April 20 – Liverpool’s controversial sponsorship partnership with Tibet Water is refusing to stay out the headlines with a group of 25 English MPs having written to the club asking them to end their deal.

Liverpool signed Tibet Water Resources as their Official Regional Water Partner in China in July 2017. The Chinese water firm mines glacial water from the Tibet mountains and sells via its flagship Tibet 5100 Glacial Spring Water brand throughout China and increasingly in Asia. As part of their sponsorship Tibet Water receive a package of marketing and promotional rights, including digital and social media support and access to players.

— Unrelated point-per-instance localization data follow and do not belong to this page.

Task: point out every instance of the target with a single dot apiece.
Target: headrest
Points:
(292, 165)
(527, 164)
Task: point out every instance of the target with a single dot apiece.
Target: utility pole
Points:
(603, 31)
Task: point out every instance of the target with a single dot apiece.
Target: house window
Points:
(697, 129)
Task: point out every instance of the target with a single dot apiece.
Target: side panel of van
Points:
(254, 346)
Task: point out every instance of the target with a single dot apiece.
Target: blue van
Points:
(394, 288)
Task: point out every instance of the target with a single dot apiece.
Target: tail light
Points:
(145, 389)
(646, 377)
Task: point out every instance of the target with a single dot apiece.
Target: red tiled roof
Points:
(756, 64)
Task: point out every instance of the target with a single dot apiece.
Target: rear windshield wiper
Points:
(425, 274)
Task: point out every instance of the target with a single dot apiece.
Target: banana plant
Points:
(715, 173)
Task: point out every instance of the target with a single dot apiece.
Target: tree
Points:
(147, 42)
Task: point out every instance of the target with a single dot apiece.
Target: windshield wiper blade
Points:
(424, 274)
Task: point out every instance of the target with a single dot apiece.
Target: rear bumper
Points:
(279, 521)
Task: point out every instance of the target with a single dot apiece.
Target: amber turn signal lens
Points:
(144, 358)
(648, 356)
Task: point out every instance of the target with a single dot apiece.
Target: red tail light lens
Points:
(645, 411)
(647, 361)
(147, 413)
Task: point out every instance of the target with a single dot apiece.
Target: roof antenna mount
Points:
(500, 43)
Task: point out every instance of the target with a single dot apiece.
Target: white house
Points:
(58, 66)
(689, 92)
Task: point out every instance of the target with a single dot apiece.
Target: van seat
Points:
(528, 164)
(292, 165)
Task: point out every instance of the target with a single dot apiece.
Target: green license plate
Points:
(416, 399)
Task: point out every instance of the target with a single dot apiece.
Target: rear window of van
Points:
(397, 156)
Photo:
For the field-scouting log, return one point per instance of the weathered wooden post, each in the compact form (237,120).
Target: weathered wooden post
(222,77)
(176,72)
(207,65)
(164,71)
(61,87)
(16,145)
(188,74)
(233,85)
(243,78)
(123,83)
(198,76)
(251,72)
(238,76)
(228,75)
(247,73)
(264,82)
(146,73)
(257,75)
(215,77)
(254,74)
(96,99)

The sponsorship has received growing criticism from pro-Tibetan sympathisers with the MPs arguing in their letter the deal “is not consistent with the values promoted in the club, and we are calling on Liverpool FC to terminate the agreement.”

The group of MPs, led by Kerry McCarthy, in their letter addressed to Andy Hughes, chief operating officer at the club, point to Tibet’s “rampant human rights violations, including extra-judicial detentions, disappearances and torture.”

A letter sent by the Free Tibet pressure group to Liverpool owner John W Henry last October urged the club “recognises that the respect for human rights is an integral part of its social responsibility,” arguing that “Liverpool FC’s association with TWRL is certainly not in accordance with this commitment and will be tantamount to endorsing the serious, systematic abuses of the Tibetan people by China; something we are sure you do not wish to do.”

The argument is that Tibet Water is only able to operate in Tibet as a result of China’s occupation of the region – and the human rights violations that uphold it.

The MPs ask the club: “To what extent was due diligence carried out by Liverpool FC prior to the signing of the partnership with Tibet Water Resources Limited?

“Did Liverpool FC have robust policies and systems in place for detecting human rights risks and abuses when carrying out its business dealings with Tibet Water?

“Did Liverpool FC investigate the human rights situation in Tibet and speak with human rights organisations prior to the signing of this contract?”

Football in Tibet barely registers in China, though before its occupation by China it was played with a number of popular teams in Lhasa, Potala, and Drapchi. More recently there has been a semi-professional regional team from Kham that plays in the annual tournaments between the different regions of China.

Some of the players of the Kham team went into exile in India (where the Tibetan government and the Dalai Lama sit in exile) and joined the Tibetan National Football Association (TNFA). The TNFA holds headquarters in Dharamsala, the same city where the Central Tibetan Administration of the 14th Dalai Lama is based.

FIFA does not recognise the TNFA.

Liverpool are in a difficult position finding themselves between a political rock and a hard commercial place. With a desire to build fans and sponsorship in China, ending the Tibet Water deal would not sit comfortably with Chinese officials or with the club’s ambitions in the country.

Whatever they decide will be a test of the club’s integrity – a club from a city that passionately prides itself on being inclusive and having strong social values. No better witnessed than through the years of horror from the Hillsborough disaster to the semi-justice now achieved. A long running and country-shaming injustice the Dalai Lama would doubtless understand.